Le drone, dont l’origine n’a pas été confirmée par les autorités roumaines, a été intercepté puis détruit entre les localités de Baleni et Cudalbi, dans le sud-est du pays, à proximité de la frontière moldave.
Le ministre de la Défense a également félicité les pilotes espagnols ainsi que le personnel militaire roumain chargé du centre de commandement. Dans son message, Miruta a souligné que la Roumanie « défend son espace aérien » et peut compter sur le soutien de ses alliés, qu’il présente comme une garantie concrète de sécurité reposant sur la surveillance, la rapidité d’intervention et la solidarité entre les pays de l’Alliance.
Le ministre a insisté sur le fait que la Roumanie se trouve en première ligne de la défense de l’Union européenne, une position stratégique qu’il relie aux quelque 614 kilomètres de frontière terrestre que le pays partage avec l’Ukraine.
Cet incident intervient par ailleurs après une nouvelle nuit d’échanges de frappes entre la Russie et l’Ukraine. Les bombardements russes ont provoqué d’importants incendies à Kyiv et fait au moins deux blessés. De son côté, Moscou affirme avoir été la cible de plus de 600 drones lancés par l’Ukraine, des attaques qui auraient fait trois blessés sur le territoire russe.
Une série d’incidents sur le flanc oriental
Ce nouvel épisode vient s’ajouter à une série d’incursions et d’incidents aériens recensés ces dernières semaines dans l’espace aérien roumain, sur le flanc oriental de l’Otan.

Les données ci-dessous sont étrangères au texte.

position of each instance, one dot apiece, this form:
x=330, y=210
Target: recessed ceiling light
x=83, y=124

Jeudi dernier, deux F-18 espagnols avaient déjà décollé de la base de Mihail Kogălniceanu après la détection d’un objet volant à proximité de la frontière fluviale avec l’Ukraine. Le drone était resté environ douze minutes dans l’espace aérien roumain avant de regagner l’Ukraine, contraignant les autorités à envoyer une alerte par SMS aux habitants du district de Tulcea.
Le lendemain, alors qu’un drone s’écrasait en Roumanie après avoir traversé l’espace aérien du pays sans être détecté par les radars, en raison de son vol à très basse altitude, la tension gagnait également la Baltique. Des chasseurs alliés y ont en effet abattu un autre drone au-dessus du territoire letton.
Au début du mois, un autre engin non identifié avait explosé dans l’espace aérien bulgare, près de la frontière avec la Roumanie, après avoir pénétré dans le pays en provenance du territoire roumain.
L’incident le plus grave remonte au 29 mai, lorsqu’un drone russe s’est écrasé contre un immeuble d’habitation à Galați, provoquant un incendie et faisant deux blessés. L’épisode avait alors été qualifié par l’Alliance atlantique d’« escalade irresponsable » de la part de la Russie.
Le secrétaire général de l’OTAN, Mark Rutte, avait réaffirmé à cette occasion que l’Alliance était prête à « défendre chaque centimètre du territoire allié » face à ce type de menaces.